China’s industrial production grew at a faster rate as the shortage in electricity eased in October and retail sales growth accelerated despite the rising number of Covid cases. However, property investment growth weakened raising concern about construction activity going forward.
Industrial production grew at a pace of 3.5 percent after rising 3.1 percent in September, the National Bureau of Statistics said. Economists had forecast annual increase of 3.0 percent.
Likewise, annual growth in retail sales improved to 4.9 percent in October from 4.4 percent in September. Sales were expected to climb at a slower pace of 3.5 percent.
Industrial growth rebounded last month as energy shortages eased, Julian Evans-Pritchard and Sheana Yue, economists at Capital Economics, said. But this pick-up is likely to be short-lived given the deepening downturn in property construction.
Further, economists noted that the pace of recovery in retail sales slowed and the near-term outlook for services activity is being clouded by renewed virus outbreaks.
During January to October, fixed asset investment was up 6.1 percent annually, but slower than the 7.3 percent expansion logged in January to September period.
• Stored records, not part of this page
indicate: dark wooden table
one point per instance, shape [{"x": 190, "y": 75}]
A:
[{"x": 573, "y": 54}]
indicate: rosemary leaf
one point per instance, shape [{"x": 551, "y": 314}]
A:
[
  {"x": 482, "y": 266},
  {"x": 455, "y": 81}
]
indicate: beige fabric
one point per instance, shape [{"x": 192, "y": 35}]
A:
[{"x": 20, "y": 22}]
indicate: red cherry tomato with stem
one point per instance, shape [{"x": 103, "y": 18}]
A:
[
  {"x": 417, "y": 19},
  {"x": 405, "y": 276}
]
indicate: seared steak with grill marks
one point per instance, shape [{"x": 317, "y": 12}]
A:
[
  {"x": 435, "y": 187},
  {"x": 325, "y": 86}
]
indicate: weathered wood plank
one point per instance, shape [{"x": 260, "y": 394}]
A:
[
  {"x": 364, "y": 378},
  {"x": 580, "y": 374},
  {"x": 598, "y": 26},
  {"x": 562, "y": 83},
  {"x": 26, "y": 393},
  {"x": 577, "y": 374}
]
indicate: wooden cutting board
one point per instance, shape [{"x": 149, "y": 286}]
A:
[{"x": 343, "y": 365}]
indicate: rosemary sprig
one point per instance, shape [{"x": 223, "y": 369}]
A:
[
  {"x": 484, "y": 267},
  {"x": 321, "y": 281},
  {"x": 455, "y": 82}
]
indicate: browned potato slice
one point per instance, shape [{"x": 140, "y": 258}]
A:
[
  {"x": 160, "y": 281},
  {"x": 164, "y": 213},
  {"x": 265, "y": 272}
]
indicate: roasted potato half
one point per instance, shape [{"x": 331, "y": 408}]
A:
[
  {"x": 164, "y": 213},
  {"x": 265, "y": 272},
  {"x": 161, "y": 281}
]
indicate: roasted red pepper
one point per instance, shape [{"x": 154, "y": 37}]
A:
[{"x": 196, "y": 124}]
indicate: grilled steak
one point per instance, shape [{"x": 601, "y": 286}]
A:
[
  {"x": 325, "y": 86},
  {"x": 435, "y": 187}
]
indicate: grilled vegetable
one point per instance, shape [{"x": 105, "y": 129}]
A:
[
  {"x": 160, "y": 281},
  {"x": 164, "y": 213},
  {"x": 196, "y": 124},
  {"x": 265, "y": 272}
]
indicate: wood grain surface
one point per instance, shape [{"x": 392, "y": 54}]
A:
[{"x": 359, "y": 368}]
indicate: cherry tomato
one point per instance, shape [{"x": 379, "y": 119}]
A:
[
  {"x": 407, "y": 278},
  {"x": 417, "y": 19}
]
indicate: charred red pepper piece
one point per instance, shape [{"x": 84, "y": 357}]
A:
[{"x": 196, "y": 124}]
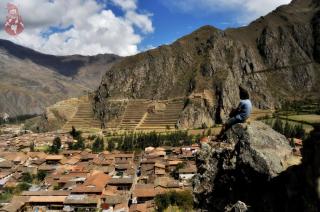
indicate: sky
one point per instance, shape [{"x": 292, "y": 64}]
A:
[{"x": 123, "y": 27}]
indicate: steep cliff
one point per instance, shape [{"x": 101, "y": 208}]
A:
[
  {"x": 255, "y": 166},
  {"x": 253, "y": 57}
]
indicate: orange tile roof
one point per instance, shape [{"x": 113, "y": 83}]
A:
[
  {"x": 49, "y": 199},
  {"x": 144, "y": 190}
]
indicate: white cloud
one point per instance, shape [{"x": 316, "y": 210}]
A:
[
  {"x": 241, "y": 10},
  {"x": 95, "y": 28}
]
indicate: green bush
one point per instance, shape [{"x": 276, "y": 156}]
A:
[
  {"x": 41, "y": 175},
  {"x": 139, "y": 141},
  {"x": 23, "y": 187},
  {"x": 183, "y": 200},
  {"x": 98, "y": 145}
]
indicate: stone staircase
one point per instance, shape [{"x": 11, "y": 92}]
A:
[
  {"x": 134, "y": 113},
  {"x": 84, "y": 118},
  {"x": 164, "y": 119}
]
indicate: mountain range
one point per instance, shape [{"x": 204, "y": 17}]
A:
[
  {"x": 30, "y": 81},
  {"x": 275, "y": 58}
]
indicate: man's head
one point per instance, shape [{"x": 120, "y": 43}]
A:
[{"x": 243, "y": 93}]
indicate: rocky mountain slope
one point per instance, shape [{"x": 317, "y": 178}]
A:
[
  {"x": 30, "y": 81},
  {"x": 254, "y": 169},
  {"x": 276, "y": 58}
]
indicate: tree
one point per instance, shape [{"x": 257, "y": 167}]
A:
[
  {"x": 79, "y": 145},
  {"x": 98, "y": 145},
  {"x": 299, "y": 131},
  {"x": 111, "y": 146},
  {"x": 175, "y": 172},
  {"x": 75, "y": 133},
  {"x": 41, "y": 175},
  {"x": 56, "y": 145},
  {"x": 278, "y": 125},
  {"x": 182, "y": 199},
  {"x": 287, "y": 130},
  {"x": 23, "y": 187},
  {"x": 32, "y": 146}
]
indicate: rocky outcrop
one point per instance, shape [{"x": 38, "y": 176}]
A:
[
  {"x": 252, "y": 57},
  {"x": 253, "y": 166}
]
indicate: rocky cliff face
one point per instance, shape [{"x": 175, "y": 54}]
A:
[
  {"x": 255, "y": 166},
  {"x": 221, "y": 61}
]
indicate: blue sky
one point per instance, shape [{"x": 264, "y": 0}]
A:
[
  {"x": 124, "y": 27},
  {"x": 171, "y": 24}
]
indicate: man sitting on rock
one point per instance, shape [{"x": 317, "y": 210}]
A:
[{"x": 241, "y": 113}]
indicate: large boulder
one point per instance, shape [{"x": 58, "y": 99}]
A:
[{"x": 241, "y": 167}]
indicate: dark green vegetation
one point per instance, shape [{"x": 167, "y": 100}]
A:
[
  {"x": 80, "y": 144},
  {"x": 183, "y": 199},
  {"x": 175, "y": 172},
  {"x": 98, "y": 145},
  {"x": 139, "y": 141},
  {"x": 308, "y": 106},
  {"x": 56, "y": 146}
]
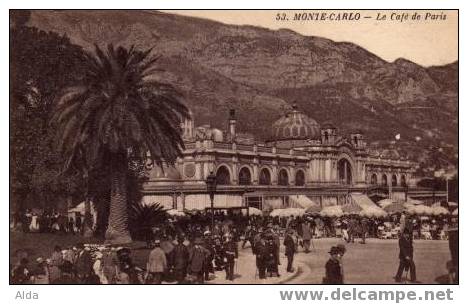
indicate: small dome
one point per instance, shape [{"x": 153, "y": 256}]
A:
[
  {"x": 328, "y": 125},
  {"x": 217, "y": 135},
  {"x": 295, "y": 125},
  {"x": 165, "y": 173}
]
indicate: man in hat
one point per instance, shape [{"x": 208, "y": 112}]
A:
[
  {"x": 406, "y": 257},
  {"x": 230, "y": 256},
  {"x": 84, "y": 262},
  {"x": 40, "y": 274},
  {"x": 333, "y": 273},
  {"x": 306, "y": 236},
  {"x": 261, "y": 253},
  {"x": 209, "y": 245},
  {"x": 180, "y": 258},
  {"x": 197, "y": 261},
  {"x": 66, "y": 276},
  {"x": 341, "y": 251},
  {"x": 290, "y": 249},
  {"x": 157, "y": 263},
  {"x": 21, "y": 273}
]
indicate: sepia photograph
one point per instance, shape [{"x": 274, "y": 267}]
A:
[{"x": 233, "y": 147}]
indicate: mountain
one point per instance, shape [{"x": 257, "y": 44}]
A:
[{"x": 260, "y": 72}]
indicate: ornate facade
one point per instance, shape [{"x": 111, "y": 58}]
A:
[{"x": 302, "y": 161}]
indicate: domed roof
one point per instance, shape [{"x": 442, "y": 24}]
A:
[
  {"x": 165, "y": 173},
  {"x": 295, "y": 125}
]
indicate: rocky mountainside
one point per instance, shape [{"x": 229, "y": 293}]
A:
[{"x": 261, "y": 72}]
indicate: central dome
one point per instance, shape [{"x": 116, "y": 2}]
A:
[{"x": 295, "y": 125}]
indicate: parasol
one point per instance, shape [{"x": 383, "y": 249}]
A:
[
  {"x": 314, "y": 209},
  {"x": 252, "y": 211},
  {"x": 351, "y": 209},
  {"x": 439, "y": 210},
  {"x": 395, "y": 208},
  {"x": 331, "y": 211},
  {"x": 385, "y": 202},
  {"x": 175, "y": 212},
  {"x": 373, "y": 212}
]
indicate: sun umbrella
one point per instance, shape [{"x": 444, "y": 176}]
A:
[
  {"x": 439, "y": 210},
  {"x": 351, "y": 209},
  {"x": 175, "y": 212},
  {"x": 415, "y": 202},
  {"x": 314, "y": 209},
  {"x": 421, "y": 210},
  {"x": 331, "y": 211},
  {"x": 395, "y": 208},
  {"x": 373, "y": 212},
  {"x": 252, "y": 211},
  {"x": 385, "y": 202}
]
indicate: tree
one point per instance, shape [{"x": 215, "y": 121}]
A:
[
  {"x": 41, "y": 64},
  {"x": 117, "y": 115}
]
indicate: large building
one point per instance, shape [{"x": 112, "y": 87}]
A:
[{"x": 302, "y": 163}]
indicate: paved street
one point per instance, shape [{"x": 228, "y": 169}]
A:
[{"x": 374, "y": 262}]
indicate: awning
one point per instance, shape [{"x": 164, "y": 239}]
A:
[
  {"x": 302, "y": 201},
  {"x": 362, "y": 200}
]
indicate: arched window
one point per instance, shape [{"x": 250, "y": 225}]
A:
[
  {"x": 403, "y": 180},
  {"x": 344, "y": 171},
  {"x": 384, "y": 180},
  {"x": 300, "y": 178},
  {"x": 245, "y": 177},
  {"x": 374, "y": 179},
  {"x": 283, "y": 178},
  {"x": 265, "y": 177},
  {"x": 222, "y": 176}
]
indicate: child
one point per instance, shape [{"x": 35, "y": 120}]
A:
[{"x": 333, "y": 273}]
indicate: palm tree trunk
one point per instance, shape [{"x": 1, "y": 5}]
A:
[{"x": 117, "y": 230}]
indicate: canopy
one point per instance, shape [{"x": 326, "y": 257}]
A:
[
  {"x": 302, "y": 201},
  {"x": 288, "y": 212},
  {"x": 175, "y": 212},
  {"x": 331, "y": 211},
  {"x": 385, "y": 202},
  {"x": 351, "y": 209},
  {"x": 314, "y": 209},
  {"x": 252, "y": 211},
  {"x": 361, "y": 200},
  {"x": 415, "y": 202},
  {"x": 395, "y": 208},
  {"x": 80, "y": 208},
  {"x": 439, "y": 210},
  {"x": 421, "y": 210},
  {"x": 373, "y": 212}
]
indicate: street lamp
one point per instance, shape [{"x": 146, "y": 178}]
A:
[{"x": 211, "y": 184}]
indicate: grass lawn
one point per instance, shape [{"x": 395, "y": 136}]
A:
[{"x": 42, "y": 245}]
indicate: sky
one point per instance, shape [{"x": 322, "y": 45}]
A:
[{"x": 426, "y": 42}]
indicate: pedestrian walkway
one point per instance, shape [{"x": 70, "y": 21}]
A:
[{"x": 246, "y": 271}]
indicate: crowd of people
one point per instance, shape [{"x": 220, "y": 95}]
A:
[
  {"x": 190, "y": 250},
  {"x": 47, "y": 222}
]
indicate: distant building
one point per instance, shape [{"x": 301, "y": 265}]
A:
[{"x": 301, "y": 164}]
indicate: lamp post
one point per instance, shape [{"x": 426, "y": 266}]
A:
[{"x": 211, "y": 188}]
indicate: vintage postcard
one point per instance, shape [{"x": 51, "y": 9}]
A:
[{"x": 233, "y": 147}]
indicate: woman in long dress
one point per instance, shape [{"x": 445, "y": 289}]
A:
[
  {"x": 56, "y": 260},
  {"x": 34, "y": 226}
]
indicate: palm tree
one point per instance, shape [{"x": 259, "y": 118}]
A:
[{"x": 118, "y": 114}]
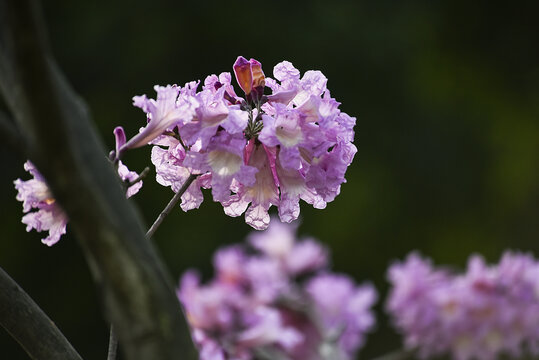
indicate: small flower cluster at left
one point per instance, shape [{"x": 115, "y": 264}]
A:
[
  {"x": 277, "y": 299},
  {"x": 35, "y": 194}
]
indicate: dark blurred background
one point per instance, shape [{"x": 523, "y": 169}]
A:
[{"x": 446, "y": 95}]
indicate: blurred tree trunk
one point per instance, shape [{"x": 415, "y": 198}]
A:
[{"x": 61, "y": 141}]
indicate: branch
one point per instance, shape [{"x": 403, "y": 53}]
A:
[
  {"x": 26, "y": 322},
  {"x": 62, "y": 142},
  {"x": 396, "y": 355},
  {"x": 170, "y": 205}
]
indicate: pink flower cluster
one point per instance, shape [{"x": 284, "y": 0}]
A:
[
  {"x": 276, "y": 299},
  {"x": 253, "y": 151},
  {"x": 35, "y": 194},
  {"x": 481, "y": 314}
]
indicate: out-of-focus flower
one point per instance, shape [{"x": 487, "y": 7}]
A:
[
  {"x": 35, "y": 194},
  {"x": 481, "y": 314},
  {"x": 255, "y": 151},
  {"x": 263, "y": 301}
]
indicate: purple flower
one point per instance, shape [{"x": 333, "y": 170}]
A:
[
  {"x": 343, "y": 308},
  {"x": 35, "y": 194},
  {"x": 483, "y": 313},
  {"x": 257, "y": 303},
  {"x": 173, "y": 106},
  {"x": 253, "y": 152}
]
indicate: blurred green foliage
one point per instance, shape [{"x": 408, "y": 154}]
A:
[{"x": 446, "y": 94}]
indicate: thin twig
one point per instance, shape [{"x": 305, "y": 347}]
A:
[
  {"x": 170, "y": 205},
  {"x": 25, "y": 321},
  {"x": 142, "y": 175},
  {"x": 113, "y": 341}
]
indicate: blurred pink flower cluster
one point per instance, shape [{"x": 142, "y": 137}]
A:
[
  {"x": 481, "y": 314},
  {"x": 276, "y": 298}
]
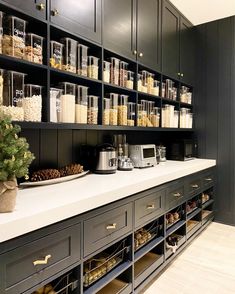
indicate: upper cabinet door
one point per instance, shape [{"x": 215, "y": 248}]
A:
[
  {"x": 170, "y": 40},
  {"x": 36, "y": 8},
  {"x": 187, "y": 51},
  {"x": 79, "y": 17},
  {"x": 119, "y": 32},
  {"x": 149, "y": 33}
]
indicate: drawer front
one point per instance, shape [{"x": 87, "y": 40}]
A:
[
  {"x": 32, "y": 263},
  {"x": 175, "y": 195},
  {"x": 107, "y": 227},
  {"x": 148, "y": 207}
]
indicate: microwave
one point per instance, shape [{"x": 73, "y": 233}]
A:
[
  {"x": 143, "y": 155},
  {"x": 185, "y": 149}
]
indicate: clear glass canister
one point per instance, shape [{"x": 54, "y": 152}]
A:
[
  {"x": 131, "y": 114},
  {"x": 69, "y": 55},
  {"x": 67, "y": 102},
  {"x": 81, "y": 104},
  {"x": 106, "y": 71},
  {"x": 93, "y": 67},
  {"x": 55, "y": 108},
  {"x": 13, "y": 93},
  {"x": 82, "y": 60},
  {"x": 56, "y": 56},
  {"x": 13, "y": 42},
  {"x": 113, "y": 117},
  {"x": 34, "y": 48},
  {"x": 114, "y": 74},
  {"x": 122, "y": 110},
  {"x": 123, "y": 74},
  {"x": 92, "y": 112},
  {"x": 32, "y": 102},
  {"x": 106, "y": 111}
]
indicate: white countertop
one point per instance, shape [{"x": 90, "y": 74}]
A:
[{"x": 41, "y": 206}]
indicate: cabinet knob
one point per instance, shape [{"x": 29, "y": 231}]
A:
[
  {"x": 55, "y": 12},
  {"x": 41, "y": 6},
  {"x": 42, "y": 261}
]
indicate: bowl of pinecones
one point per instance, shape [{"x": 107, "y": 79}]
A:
[{"x": 52, "y": 176}]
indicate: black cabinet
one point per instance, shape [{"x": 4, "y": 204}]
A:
[
  {"x": 36, "y": 8},
  {"x": 79, "y": 17}
]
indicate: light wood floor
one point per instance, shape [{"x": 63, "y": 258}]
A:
[{"x": 207, "y": 266}]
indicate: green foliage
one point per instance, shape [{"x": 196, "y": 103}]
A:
[{"x": 15, "y": 156}]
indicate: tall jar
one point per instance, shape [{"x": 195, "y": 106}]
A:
[
  {"x": 67, "y": 102},
  {"x": 122, "y": 110},
  {"x": 82, "y": 60},
  {"x": 81, "y": 104},
  {"x": 92, "y": 114},
  {"x": 32, "y": 102},
  {"x": 113, "y": 116},
  {"x": 13, "y": 42},
  {"x": 69, "y": 55}
]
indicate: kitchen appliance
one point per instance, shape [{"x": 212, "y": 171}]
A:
[
  {"x": 106, "y": 159},
  {"x": 143, "y": 155},
  {"x": 184, "y": 149}
]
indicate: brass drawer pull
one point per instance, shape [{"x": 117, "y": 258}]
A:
[
  {"x": 111, "y": 226},
  {"x": 43, "y": 261},
  {"x": 150, "y": 206}
]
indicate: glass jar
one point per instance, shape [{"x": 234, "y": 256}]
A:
[
  {"x": 13, "y": 42},
  {"x": 67, "y": 102},
  {"x": 92, "y": 113},
  {"x": 56, "y": 56},
  {"x": 130, "y": 80},
  {"x": 69, "y": 55},
  {"x": 122, "y": 110},
  {"x": 93, "y": 67},
  {"x": 32, "y": 102},
  {"x": 34, "y": 48},
  {"x": 82, "y": 60},
  {"x": 106, "y": 71},
  {"x": 114, "y": 73},
  {"x": 106, "y": 111},
  {"x": 81, "y": 103},
  {"x": 55, "y": 108},
  {"x": 113, "y": 116},
  {"x": 131, "y": 114},
  {"x": 13, "y": 93}
]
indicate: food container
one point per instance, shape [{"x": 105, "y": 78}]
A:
[
  {"x": 32, "y": 102},
  {"x": 93, "y": 67},
  {"x": 34, "y": 48},
  {"x": 123, "y": 74},
  {"x": 67, "y": 103},
  {"x": 131, "y": 114},
  {"x": 81, "y": 104},
  {"x": 69, "y": 55},
  {"x": 122, "y": 110},
  {"x": 13, "y": 42},
  {"x": 92, "y": 112},
  {"x": 130, "y": 80},
  {"x": 114, "y": 72},
  {"x": 106, "y": 71},
  {"x": 113, "y": 117},
  {"x": 82, "y": 60},
  {"x": 106, "y": 111},
  {"x": 56, "y": 56},
  {"x": 13, "y": 93},
  {"x": 55, "y": 107}
]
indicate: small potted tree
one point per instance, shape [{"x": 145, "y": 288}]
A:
[{"x": 15, "y": 159}]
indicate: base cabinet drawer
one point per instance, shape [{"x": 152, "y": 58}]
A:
[
  {"x": 31, "y": 264},
  {"x": 149, "y": 206},
  {"x": 102, "y": 229}
]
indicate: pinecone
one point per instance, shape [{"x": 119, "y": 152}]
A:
[
  {"x": 71, "y": 169},
  {"x": 45, "y": 174}
]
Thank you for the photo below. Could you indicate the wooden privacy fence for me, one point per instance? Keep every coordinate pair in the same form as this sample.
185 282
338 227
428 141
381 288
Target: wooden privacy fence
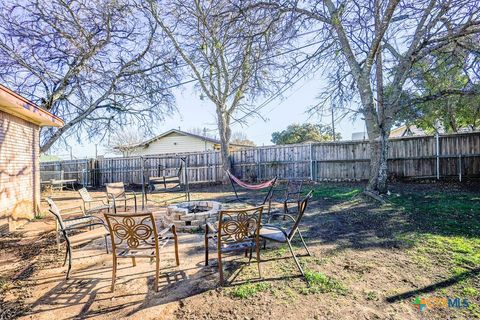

This was slightly weaker than the economists’ forecast of 6.2 percent.
The unemployment rate held steady at 4.9 percent in October.
October’s growth in industrial production, investment and retail sales was very mixed, Iris Pang, an economist at ING said. Sudden electricity outages will probably not re-occur.
But questions remain about real estate policies and the unexplained sluggishness of infrastructure investment and the outlook for 2022, the economist added.